Praise for the Resurrected

It’s always good to receive an email or a message saying nice things about what we do here at Shoreline – brightens up the dark times in which we find ourselves. So when we received this spontaneous review of A Practical Guide to the Resurrected, an anthology of medically inclined science fiction short stories, we were as pleased as a dog in a barrel of biscuits:

 

My favorite story is Marija Smits’s “His Birth.” It is both powerful and delicate—it manages to ramp up the tension as high as tension can go without the text becoming unbearable to read, and the nuanced conclusion is emotionally very strong.

Second favorite is Dantzel Cherry’s “A Vocabulary of Remorse,” which is clever in its structure and credible in its development. With the “I didn’t get back my voice so I could spend the rest of my life apologizing” line (I paraphrase from memory), it feels like the narrator, who’s been drowning in a spiral of revised apologies, suddenly reaches the bottom, gives a strong kick, and breaks free out of the sea of her fears and doubts and guilt. When I reached that point, I could nearly feel this physical sensation of breaking the surface and taking a deep breath.

Other favorites:

Hazel Compton’s “System Stable” manages to make you experience, not just reflect upon, how it would feel to have someone invade your mind. This fear and the resulting obsession with the “System stable” signal are vividly rendered.
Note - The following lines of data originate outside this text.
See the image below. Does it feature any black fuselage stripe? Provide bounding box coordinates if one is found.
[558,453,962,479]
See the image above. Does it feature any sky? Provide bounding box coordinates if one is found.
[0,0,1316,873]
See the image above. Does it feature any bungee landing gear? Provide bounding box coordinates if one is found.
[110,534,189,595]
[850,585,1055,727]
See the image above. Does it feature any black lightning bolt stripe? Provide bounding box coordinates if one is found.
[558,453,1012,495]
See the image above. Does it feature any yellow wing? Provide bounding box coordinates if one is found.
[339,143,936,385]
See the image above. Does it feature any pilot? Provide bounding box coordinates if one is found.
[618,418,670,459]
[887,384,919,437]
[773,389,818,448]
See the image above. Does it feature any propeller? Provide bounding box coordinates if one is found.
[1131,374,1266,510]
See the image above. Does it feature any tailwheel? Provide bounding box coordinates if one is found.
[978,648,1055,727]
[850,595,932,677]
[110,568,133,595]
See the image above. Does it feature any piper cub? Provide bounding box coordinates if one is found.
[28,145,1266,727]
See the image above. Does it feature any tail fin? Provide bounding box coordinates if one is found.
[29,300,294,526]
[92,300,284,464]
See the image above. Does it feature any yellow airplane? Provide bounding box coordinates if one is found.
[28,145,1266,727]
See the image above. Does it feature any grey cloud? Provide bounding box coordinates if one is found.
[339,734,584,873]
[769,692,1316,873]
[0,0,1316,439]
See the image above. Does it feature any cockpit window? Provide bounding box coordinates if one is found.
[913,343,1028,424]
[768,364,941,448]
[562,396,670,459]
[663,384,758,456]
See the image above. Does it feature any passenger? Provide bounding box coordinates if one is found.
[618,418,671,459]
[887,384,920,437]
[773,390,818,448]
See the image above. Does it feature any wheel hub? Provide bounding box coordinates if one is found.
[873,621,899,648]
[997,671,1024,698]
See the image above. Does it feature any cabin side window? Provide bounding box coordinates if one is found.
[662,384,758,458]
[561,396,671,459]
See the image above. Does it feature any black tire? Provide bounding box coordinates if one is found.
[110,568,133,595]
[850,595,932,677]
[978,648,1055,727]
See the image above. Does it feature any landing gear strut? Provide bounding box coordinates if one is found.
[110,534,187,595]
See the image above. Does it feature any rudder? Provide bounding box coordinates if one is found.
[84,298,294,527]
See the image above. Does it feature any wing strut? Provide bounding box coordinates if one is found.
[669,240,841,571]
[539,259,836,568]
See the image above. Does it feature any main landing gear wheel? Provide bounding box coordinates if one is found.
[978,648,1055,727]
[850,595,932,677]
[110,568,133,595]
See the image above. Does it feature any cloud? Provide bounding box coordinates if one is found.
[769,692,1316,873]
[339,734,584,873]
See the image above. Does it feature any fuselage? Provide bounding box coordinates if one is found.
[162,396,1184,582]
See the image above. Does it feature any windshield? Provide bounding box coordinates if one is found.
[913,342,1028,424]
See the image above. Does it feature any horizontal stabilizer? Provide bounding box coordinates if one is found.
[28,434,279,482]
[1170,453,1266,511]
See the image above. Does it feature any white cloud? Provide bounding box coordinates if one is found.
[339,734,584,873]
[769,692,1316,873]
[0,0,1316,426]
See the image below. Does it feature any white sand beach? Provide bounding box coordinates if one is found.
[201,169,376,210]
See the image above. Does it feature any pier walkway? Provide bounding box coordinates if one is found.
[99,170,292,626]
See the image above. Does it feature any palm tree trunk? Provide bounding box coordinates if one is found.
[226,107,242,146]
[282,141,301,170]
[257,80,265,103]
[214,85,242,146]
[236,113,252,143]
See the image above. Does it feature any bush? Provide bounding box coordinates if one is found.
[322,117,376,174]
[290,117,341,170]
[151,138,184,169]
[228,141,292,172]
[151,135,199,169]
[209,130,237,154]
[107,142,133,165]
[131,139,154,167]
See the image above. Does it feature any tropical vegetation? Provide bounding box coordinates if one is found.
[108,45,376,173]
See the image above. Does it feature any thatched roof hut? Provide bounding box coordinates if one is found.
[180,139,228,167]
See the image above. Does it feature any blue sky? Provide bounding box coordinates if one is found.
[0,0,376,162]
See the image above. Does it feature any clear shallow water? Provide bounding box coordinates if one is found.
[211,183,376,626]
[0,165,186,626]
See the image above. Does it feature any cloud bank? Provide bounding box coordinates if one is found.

Adam Roberts’s “Trademark Bugs: A Legal History” is sizzling smart. Not because of the legalese—though it is very well rendered and, of course, intrinsic to the story—but because of how realistic it is. The author manages to make an “impossible situation” perfectly credible by showing us how, step by step, we creep from here (our world) to there (the world at the end of the story). As you finish reading, you can’t help thinking, Oh God. It could happen, couldn’t it. WILL IT happen?

Gita Ralleigh’s “The Jewel.” Its “I have no no no mind” ending will probably stay with me until the day I die. Or get Alzheimer’s.

Sam Meeking’s “Passengers.” A clever idea efficiently, convincingly conveyed.

Many thanks for this, Pierre-Alexandre Sicart!